Indian telco Bharti Airtel has announced that it will acquire Tata Group’s consumer mobile businesses TTSL and TTML after entering an agreement to merge the telcos into one service provider.
Once merged, Bharti Airtel will gain Tata’s more than 40 million consumer mobile customers — TTSL’s mobile service operates across 17 circles, while TTML is across two circles, with the total representing the bulk of the Indian population — as well as Tata’s 178.5MHz of spectrum in the 850MHz, 1800MHz, and 2100MHz bands and an indefeasible right to use part of Tata’s fibre network.
“This is a significant development towards further consolidation in the Indian mobile industry, and reinforces our commitment to lead India’s digital revolution by offering world-class and affordable telecom services through a robust technology and solid spectrum portfolio,” Bharti Airtel chair Sunil Bharti Mittal said.
“Tata customers will be able to enjoy India’s widest and fastest voice and data network and bouquet of Airtel’s best-in-class products and services.”
The acquisition, which will occur on a cash- and debt-free basis aside from assuming part of Tata’s unpaid spectrum liability, is subject to regulatory approvals, with TTML and TTSL to continue services as normal until the merger is complete.
It will also retain its stake in Viom, as well as the associated liabilities.
The boards of Airtel, Tata Sons, TTSL, and TTML have all approved the acquisition.
Tata said its employees will be “demerged” across two business lines: CMB and enterprise and fixed-line and broadband (EFL), as “optimal manpower planning will be moved accordingly”. It is also looking into internal movements that would see its enterprise business combined with Tata Communications, and its retail fixed-line and broadband business combined with Tata Sky.
India’s telco market has been subject to several consolidations of late, with network coverage mapping company OpenSignal calling it “one of the most complex mobile markets we have ever studied”.
“Not only is the mobile market extremely large, but it’s a highly distributed one; India is divided up into 22 telecom circles, with multiple operators licensed to operate in each. That makes it quite difficult to compare operators to one another on a national level, because not every operator is operating in every region,” OpenSignal said.
“Through consolidation and acquisition, several operators have recently emerged as national or near-national providers, offering either voice or mobile broadband services in the large majority of India’s circles.”
OpenSignal in April ranked Airtel as India’s fastest mobile network, offering average total download speeds of 6.15Mbps, in its first public report into the Indian telecommunications market.
Airtel topped both the 4G download speed and 3G download speed categories, at 11.53Mbps and 4.77Mbps, respectively, while Jio took home the 4G availability gong and Vodafone India won in the 4G latency and 3G latency categories.

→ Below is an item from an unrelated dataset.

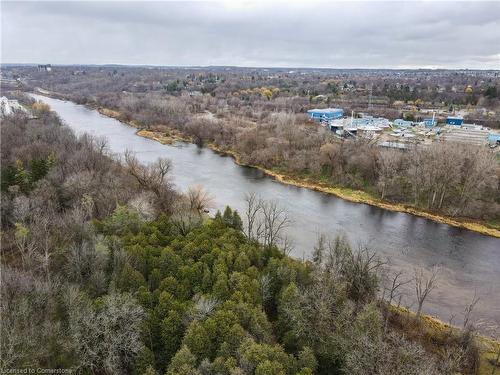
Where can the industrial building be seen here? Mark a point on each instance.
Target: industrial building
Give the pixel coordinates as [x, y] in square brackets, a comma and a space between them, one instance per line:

OpenSignal drew on 1.3 billion measurements between December and February for the report, selecting only the mobile providers that met its nationwide criteria: 4G-only operator Reliance Jio, formed last year by oil and telco billionaire Mukesh Ambani; 3G-only providers Reliance Communications and state-owned Bharat Sanchar Nigam Limited (BSNL) Mobile; and 3G and 4G services providers Bharti Airtel, Vodafone India, and Idea Cellular.
In terms of average 4G download speeds, Vodafone followed Airtel on 8.59Mbps; Idea on 8.34Mbps; and Jio on 3.92Mbps.
All four only began rolling out 4G services last year after a series of soft launches in 2015.
The category of 4G availability, calculated by measuring the proportion of time that each network’s users have a 4G signal available to them, was topped by Jio. Its score of 91.57 percent availability put it well out ahead, trailed by Idea, with 59.49 percent availability; Vodafone, with 59.05 percent; and Airtel, with 54.72 percent.
According to a Deloitte report last year, the Indian mobile market is set to continue rising rapidly, with the number of mobile towers in India to double by 2020, growing from 400,000 to 1.2 million due to the high population.
Collocation is also tipped to increase, from 1.77 mobile operators per tower in 2014-15 to approximately 2.48 per tower by 2020, Deloitte predicted.
Industry regulator TRAI last year also recommended that the government should reduce the reserve price of its 700MHz spectrum band in order to ensure that India’s cash-strapped companies can afford to purchase spectrum and install more towers to improve mobile coverage across the nation.